I feel your pain, as I am a crazy bum magnet. I even had an encounter yesterday at the train station. Here are just a few of many examples:

Las Vegas (late night/early morning on the strip)

Wild-eyed, bearded meth-head says to me, "Can I have a smoke?"

I hand him two and ask if he needs a light.

His eyes get even wider and he starts screaming, "I'm gonna kill you, lip skin!" He chases me down the strip for almost a block. I am drunk and running.

San Diego (while enjoying a bloody mary in Seaport Village):

Wild-eyed dude in a ripped suit says to me, "God has a plan for you."

I say, "Thank you."

He says that god is going to bring floods and then burn all my lady friends till they're dead (I was with my wife and her sister).

I say, "No he's not."

He proceeds to yell to everyone else at the restaurant that I am the president of NAMBLA.

Police escort him away.

Columbus (Short North)

Chill bum says to me, "Hey my brother."

I say, "Hey."

"Lemme ask you somethin'," he says. "Both our heads could be wine bottles. We could go out for food. We could live life, man. Then when you don't expect it, I take you to the desert and I cut you. I stick you."

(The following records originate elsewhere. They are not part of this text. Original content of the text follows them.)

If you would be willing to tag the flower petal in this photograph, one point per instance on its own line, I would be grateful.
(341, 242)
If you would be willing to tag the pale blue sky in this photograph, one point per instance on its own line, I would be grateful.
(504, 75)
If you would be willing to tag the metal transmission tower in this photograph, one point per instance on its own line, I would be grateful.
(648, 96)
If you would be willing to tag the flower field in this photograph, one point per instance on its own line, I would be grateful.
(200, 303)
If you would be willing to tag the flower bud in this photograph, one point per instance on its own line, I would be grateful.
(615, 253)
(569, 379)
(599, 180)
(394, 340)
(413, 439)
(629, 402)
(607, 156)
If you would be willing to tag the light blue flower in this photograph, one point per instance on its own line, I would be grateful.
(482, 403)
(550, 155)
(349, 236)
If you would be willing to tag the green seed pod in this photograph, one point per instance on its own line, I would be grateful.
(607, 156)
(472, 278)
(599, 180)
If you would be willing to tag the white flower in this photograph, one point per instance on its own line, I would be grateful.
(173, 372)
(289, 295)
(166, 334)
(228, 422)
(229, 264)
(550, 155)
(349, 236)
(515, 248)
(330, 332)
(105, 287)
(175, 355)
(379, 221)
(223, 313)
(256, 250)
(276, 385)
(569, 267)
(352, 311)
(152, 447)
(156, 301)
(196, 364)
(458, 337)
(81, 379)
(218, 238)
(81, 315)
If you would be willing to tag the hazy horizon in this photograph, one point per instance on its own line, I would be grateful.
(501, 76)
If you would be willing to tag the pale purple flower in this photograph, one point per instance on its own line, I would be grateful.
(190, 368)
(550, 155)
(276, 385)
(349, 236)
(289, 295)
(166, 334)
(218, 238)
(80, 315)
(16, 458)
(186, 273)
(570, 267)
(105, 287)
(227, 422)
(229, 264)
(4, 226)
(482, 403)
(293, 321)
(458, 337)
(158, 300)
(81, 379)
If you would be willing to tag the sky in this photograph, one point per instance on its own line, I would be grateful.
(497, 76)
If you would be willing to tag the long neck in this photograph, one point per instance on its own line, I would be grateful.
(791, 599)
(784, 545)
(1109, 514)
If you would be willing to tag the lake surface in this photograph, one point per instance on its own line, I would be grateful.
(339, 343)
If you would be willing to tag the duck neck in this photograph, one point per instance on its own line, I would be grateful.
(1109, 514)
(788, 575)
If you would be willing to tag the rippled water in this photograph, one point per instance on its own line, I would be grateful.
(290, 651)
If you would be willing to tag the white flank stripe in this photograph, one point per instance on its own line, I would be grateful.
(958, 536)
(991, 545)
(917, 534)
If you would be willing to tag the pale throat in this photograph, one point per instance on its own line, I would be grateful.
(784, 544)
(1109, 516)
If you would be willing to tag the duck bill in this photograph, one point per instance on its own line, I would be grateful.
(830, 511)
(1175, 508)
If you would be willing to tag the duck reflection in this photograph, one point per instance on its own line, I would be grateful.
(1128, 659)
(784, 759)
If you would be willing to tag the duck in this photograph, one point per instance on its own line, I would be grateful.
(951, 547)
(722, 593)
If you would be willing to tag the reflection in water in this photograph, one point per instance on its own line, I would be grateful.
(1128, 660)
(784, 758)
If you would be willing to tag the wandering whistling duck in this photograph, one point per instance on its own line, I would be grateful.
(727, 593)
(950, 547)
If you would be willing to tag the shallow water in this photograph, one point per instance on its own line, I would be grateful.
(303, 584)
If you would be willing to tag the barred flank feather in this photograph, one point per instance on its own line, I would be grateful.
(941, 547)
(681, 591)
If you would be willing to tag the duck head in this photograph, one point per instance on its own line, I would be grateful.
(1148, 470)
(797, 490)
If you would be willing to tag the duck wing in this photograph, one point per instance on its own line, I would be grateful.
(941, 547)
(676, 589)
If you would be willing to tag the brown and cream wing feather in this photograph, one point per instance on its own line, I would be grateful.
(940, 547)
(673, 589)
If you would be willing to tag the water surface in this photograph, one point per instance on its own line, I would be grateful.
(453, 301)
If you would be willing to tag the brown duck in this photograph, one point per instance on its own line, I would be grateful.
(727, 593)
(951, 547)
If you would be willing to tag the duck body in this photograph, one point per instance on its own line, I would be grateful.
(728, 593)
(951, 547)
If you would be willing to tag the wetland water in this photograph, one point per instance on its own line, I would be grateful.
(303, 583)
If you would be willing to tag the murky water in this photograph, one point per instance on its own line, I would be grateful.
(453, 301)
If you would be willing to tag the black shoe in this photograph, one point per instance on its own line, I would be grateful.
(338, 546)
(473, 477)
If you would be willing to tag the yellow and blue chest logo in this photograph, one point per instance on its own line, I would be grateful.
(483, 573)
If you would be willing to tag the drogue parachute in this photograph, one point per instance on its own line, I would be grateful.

He pulls out a tiny knife and I run.

Columbus (Gay St. walking to The Bucket for practice with a 6 pack in hand)

Crazy bum lady (some of you may know her as Queenie) says to me, "That's a lot of beer."

I say, "Yeah but I need it. It's my medicine."

She stares at me all offended, then whips down her pants, squats and starts peeing while staring me in the eye.

I lock the Bucket's front door behind me.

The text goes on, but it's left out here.